At 6:20 AM this morning I heard my lovely wife squirm out of bed and the next thing I heard was her voice saying, “Get up, we need to get going!” Our plan was to get ready and be on the South Kaibab trail by 8:30 AM. If all worked ou,t we would hike down three miles to Skeleton Point and then back up to the trailhead.

This would be a real test for the new knees and I was a bit concerned. The hardest test climbing had been the three pools climb in Zion and they were a bit tired when we finished that one.

Our timing was perfect and we headed down the trail right on time. There were quite a few hikers, but nothing like on the trail in Zion. At times, we were actually hiking alone basically, though that didn’t last very long before we either caught up with someone or visa versa.
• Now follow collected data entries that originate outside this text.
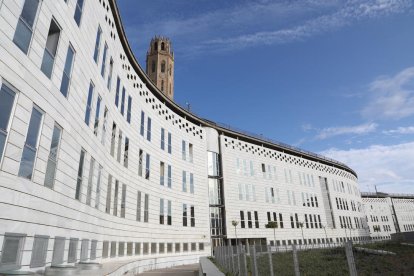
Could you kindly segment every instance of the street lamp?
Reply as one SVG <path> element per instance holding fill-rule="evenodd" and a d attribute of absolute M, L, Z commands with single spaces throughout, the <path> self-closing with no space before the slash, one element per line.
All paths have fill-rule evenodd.
<path fill-rule="evenodd" d="M 323 225 L 322 228 L 323 228 L 323 231 L 325 232 L 326 242 L 329 243 L 329 241 L 328 241 L 328 235 L 326 234 L 326 225 Z"/>
<path fill-rule="evenodd" d="M 239 222 L 237 220 L 233 220 L 231 222 L 231 224 L 234 226 L 234 235 L 236 236 L 236 246 L 238 245 L 237 242 L 237 225 L 239 224 Z"/>

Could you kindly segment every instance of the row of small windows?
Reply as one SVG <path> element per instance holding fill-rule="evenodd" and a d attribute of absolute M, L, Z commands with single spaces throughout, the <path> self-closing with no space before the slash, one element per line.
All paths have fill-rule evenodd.
<path fill-rule="evenodd" d="M 100 258 L 100 256 L 97 256 L 98 243 L 100 243 L 97 240 L 79 238 L 67 239 L 59 236 L 50 238 L 50 236 L 46 235 L 35 235 L 34 237 L 28 237 L 26 234 L 5 233 L 2 245 L 2 255 L 0 258 L 0 267 L 2 270 L 21 269 L 23 251 L 27 240 L 33 240 L 29 265 L 30 268 L 39 268 L 46 265 L 48 246 L 51 241 L 53 242 L 53 254 L 51 260 L 52 266 L 61 265 L 64 262 L 73 264 L 78 261 L 87 262 Z M 69 242 L 69 245 L 67 250 L 65 250 L 67 242 Z M 197 246 L 196 242 L 102 242 L 102 258 L 104 259 L 133 255 L 138 256 L 189 251 L 195 252 L 197 250 L 204 251 L 204 243 L 200 242 Z"/>
<path fill-rule="evenodd" d="M 414 224 L 403 225 L 404 231 L 414 231 Z"/>

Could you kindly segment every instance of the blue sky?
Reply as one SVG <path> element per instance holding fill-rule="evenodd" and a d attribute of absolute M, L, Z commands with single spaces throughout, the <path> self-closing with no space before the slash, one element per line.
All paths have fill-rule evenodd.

Once again the canyon provided! The hike was one vista after another on a trail that dropped 1400 feet straight down. We marveled at the hikers coming up from Bright Angle Campground, 7 miles below. As we walked we took in the sights and talked about whether we would want to backpack this trail. Both of us agreed that we probably didn’t want to give up our comfortable bed in the camper.

Hiking down turned out to be quite easy and my knees felt great as we went. We passed our first hiking goal, Ooh Aah Point and descended on. At Cedar Ridge, we stopped and had a snack and used the bathroom provided there.

At 2.09 miles I started to get concerned. What if I turned around at Skeleton Point and found that my knees wouldn’t be strong enough to get me back up the three miles? I got a bit nervous and finally made the decision to turn around and start the climb out.

Linda was great about my decision and she turned around with me. Hiking out was hard, but it turned out to be something that my knees allowed me to do. It was like being on a stair stepper for an hour and a half. I move slowly and steadily trying to make sure each leg was used about the same.  We hit the trailhead at about 11:20 AM and celebrated by having lunch overlooking the canyon.